Search code examples
pythonintern

Python string intern mechanism


I'm studying the python string intern mechanism. While I was doing some test like this:

# short str
list_short_str = ['0', str(0), chr(48), ''.join(['0']), '0'.join(('','')), '230'[-1:], ''+'0'+'', 'aaa0a'.strip('a')]

print("short str id:")

for item in list_short_str:
    print(id(item))
    
# long str
list_long_str = ['hello', 'hel'+'lo', 'helloasd'[:5], ''.join(['h','e','l','l','o']), '  hello '.strip(' ')]

print("long str id:")

for item in list_long_str:
    print(id(item))

I got output like this:

short str id:
2450307092400
2450856182064
2450307092400
2450307092400
2450298848880
2450307092400
2450307092400
2450307092400
long str id:
2450855173808
2450855173808
2450856182256
2450856182320
2450856182192

I have tried IDLE, PyCharm and Jupyter, and all of these IDE gave me the same output. More precisely, for short string '0', str(0) and '0'.join(('','')) use the different id(s), and the others share the same; for long string 'hello', 'hello' and 'hel'+'lo' share the same id(s), and the others are different. I access to information but haven't found out the answer. Could anyone please tell me why?


Solution

  • In String Intern mechanism in python, when we create two strings with the same value - instead of allocating memory for both of them, only one string is actually committed to memory. The other one just points to that same memory location. However The string interning behavior in Python can differ based on several factors, including the version of Python, the implementation of the interpreter, and the context in which the string is created.As a result, identical string values may not always be interned, and the behavior can be difficult to predict in certain cases.

    One reason why the string interning result can differ for the same string in Python is that Python interns only string literals and not string objects that are created at runtime. This means if a string is executed at compile time are same then the reference is same. But if the execution done at run time then the reference(id) is differ.

    # In short str:

    The str() function in Python is executed at runtime.
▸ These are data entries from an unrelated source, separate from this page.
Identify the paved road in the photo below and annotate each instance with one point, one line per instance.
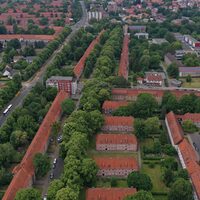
(27, 86)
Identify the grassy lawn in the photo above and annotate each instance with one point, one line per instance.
(147, 142)
(106, 183)
(194, 84)
(155, 175)
(94, 153)
(160, 197)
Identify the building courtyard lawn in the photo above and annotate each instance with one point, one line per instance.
(107, 183)
(94, 153)
(194, 84)
(156, 177)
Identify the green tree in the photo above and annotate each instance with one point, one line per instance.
(139, 181)
(189, 126)
(152, 125)
(67, 193)
(18, 138)
(145, 106)
(54, 186)
(183, 173)
(169, 101)
(168, 177)
(7, 154)
(28, 194)
(181, 189)
(188, 79)
(41, 164)
(139, 129)
(68, 106)
(141, 195)
(89, 171)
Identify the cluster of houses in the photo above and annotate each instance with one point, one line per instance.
(153, 79)
(51, 12)
(24, 173)
(123, 65)
(187, 150)
(117, 136)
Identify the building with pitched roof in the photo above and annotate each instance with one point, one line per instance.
(189, 158)
(24, 172)
(110, 106)
(78, 69)
(192, 71)
(116, 142)
(174, 129)
(124, 60)
(122, 94)
(194, 117)
(109, 193)
(116, 166)
(118, 124)
(66, 83)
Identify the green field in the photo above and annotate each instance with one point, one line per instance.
(156, 177)
(94, 153)
(106, 183)
(194, 84)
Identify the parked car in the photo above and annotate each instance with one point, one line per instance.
(59, 139)
(51, 175)
(55, 161)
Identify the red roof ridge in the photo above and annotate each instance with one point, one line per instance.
(25, 170)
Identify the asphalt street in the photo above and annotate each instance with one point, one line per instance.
(38, 77)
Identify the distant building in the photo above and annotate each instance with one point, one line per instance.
(116, 142)
(118, 124)
(116, 166)
(109, 193)
(194, 117)
(192, 41)
(153, 79)
(137, 28)
(63, 83)
(169, 59)
(98, 15)
(159, 41)
(179, 54)
(192, 71)
(176, 83)
(110, 106)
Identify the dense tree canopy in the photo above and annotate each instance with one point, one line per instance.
(181, 189)
(141, 195)
(28, 194)
(139, 181)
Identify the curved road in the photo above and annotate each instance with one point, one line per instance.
(38, 77)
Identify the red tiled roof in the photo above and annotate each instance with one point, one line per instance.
(154, 92)
(116, 139)
(113, 104)
(187, 152)
(195, 117)
(194, 172)
(175, 128)
(25, 170)
(109, 193)
(27, 37)
(78, 69)
(118, 121)
(153, 77)
(123, 66)
(117, 163)
(193, 168)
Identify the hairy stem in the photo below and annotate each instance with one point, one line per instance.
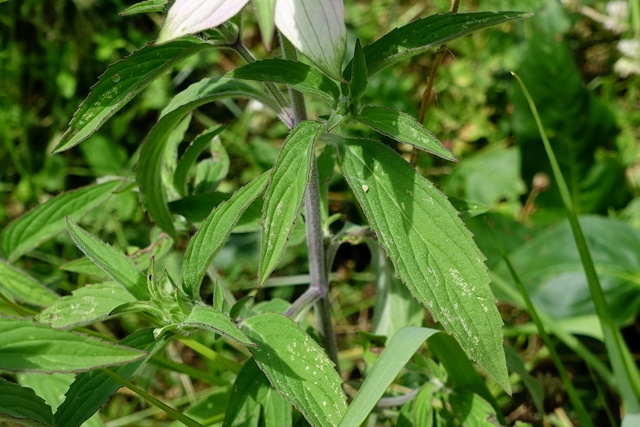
(286, 114)
(318, 291)
(427, 96)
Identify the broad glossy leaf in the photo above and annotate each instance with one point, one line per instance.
(422, 34)
(297, 367)
(19, 285)
(23, 406)
(91, 390)
(86, 305)
(253, 396)
(213, 232)
(284, 195)
(358, 81)
(403, 128)
(193, 16)
(205, 317)
(29, 346)
(147, 6)
(120, 83)
(316, 28)
(190, 156)
(472, 410)
(149, 174)
(297, 75)
(265, 12)
(113, 262)
(549, 266)
(431, 249)
(47, 220)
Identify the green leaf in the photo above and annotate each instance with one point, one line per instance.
(91, 390)
(297, 367)
(265, 11)
(19, 285)
(86, 305)
(208, 318)
(394, 308)
(147, 6)
(422, 34)
(121, 82)
(149, 174)
(252, 396)
(284, 196)
(403, 128)
(550, 268)
(472, 410)
(316, 28)
(113, 262)
(358, 82)
(297, 75)
(23, 406)
(191, 155)
(197, 207)
(30, 346)
(214, 231)
(397, 353)
(47, 220)
(431, 249)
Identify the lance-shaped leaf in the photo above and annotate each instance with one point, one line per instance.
(19, 285)
(252, 397)
(297, 367)
(47, 220)
(430, 247)
(422, 34)
(214, 231)
(22, 406)
(113, 262)
(395, 356)
(316, 28)
(86, 305)
(208, 318)
(193, 16)
(403, 128)
(28, 346)
(284, 196)
(91, 390)
(297, 75)
(120, 83)
(149, 174)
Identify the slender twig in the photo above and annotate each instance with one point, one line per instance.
(428, 95)
(319, 286)
(241, 49)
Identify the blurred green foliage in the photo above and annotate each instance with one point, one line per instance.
(52, 52)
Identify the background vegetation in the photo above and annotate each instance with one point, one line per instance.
(579, 59)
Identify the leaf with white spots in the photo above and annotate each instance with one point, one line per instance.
(297, 367)
(432, 250)
(284, 195)
(29, 346)
(86, 305)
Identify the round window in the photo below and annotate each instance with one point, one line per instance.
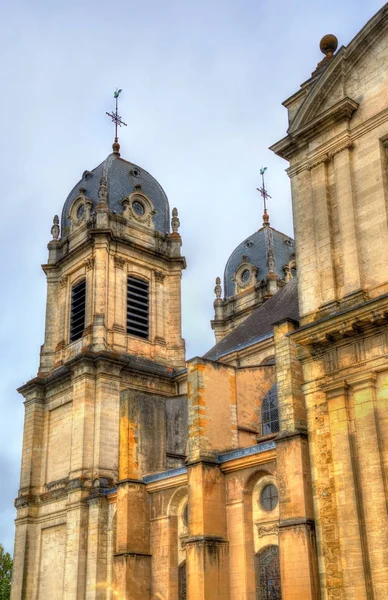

It converts the given object into a string representation. This conversion happens dynamically when the str() function is called during the program's execution, rather than during the program's compilation.

    The join() function cannot be executed at compile time because the values of the list and delimiter are only known at runtime.

    The '0'.join(('', '')) expression is executed at runtime in Python. This expression uses the join() method of the string '0' to join the elements of the tuple ('', ''). Since the tuple object ('', '') must exist at runtime for the join() method to operate on it, the expression must be executed at runtime. When the delimiter argument of the join() method is a non-empty string, the join() method cannot be executed at compile time in Python. Therefore, the expression ''.join(['0']) cannot be fully executed at compile time. However, since the join() method is operating on a single-element list and the delimiter is an empty string, the Python interpreter may be able to optimize the expression and partially execute it at compile time.

    In #long_str:

    String concatenation using the + operator in Python is generally executed at runtime and not during compile time. This is because the values of the string operands may not be known until runtime, and therefore the concatenation operation must be performed at that time. In certain cases, the Python interpreter may be able to optimize string concatenation operations and perform them partially or fully at compile time. For example, if both operands of the + operator are string literals, and the expression is used in a context where the result can be computed at compile time, the Python interpreter may optimize the expression and perform the concatenation at compile time.

    For example:

    a = "hello"

    b = "world"

    c = a + b # this concatenation will be executed at runtime

    d = "hello" + "world" # this concatenation may be executed at compile time

    Remaining 'helloasd'[:5], ''.join(['h','e','l','l','o']), ' hello '.strip(' ') will be executed during run time thats why all of them have different ids.

    I hope this might help you atleast a little.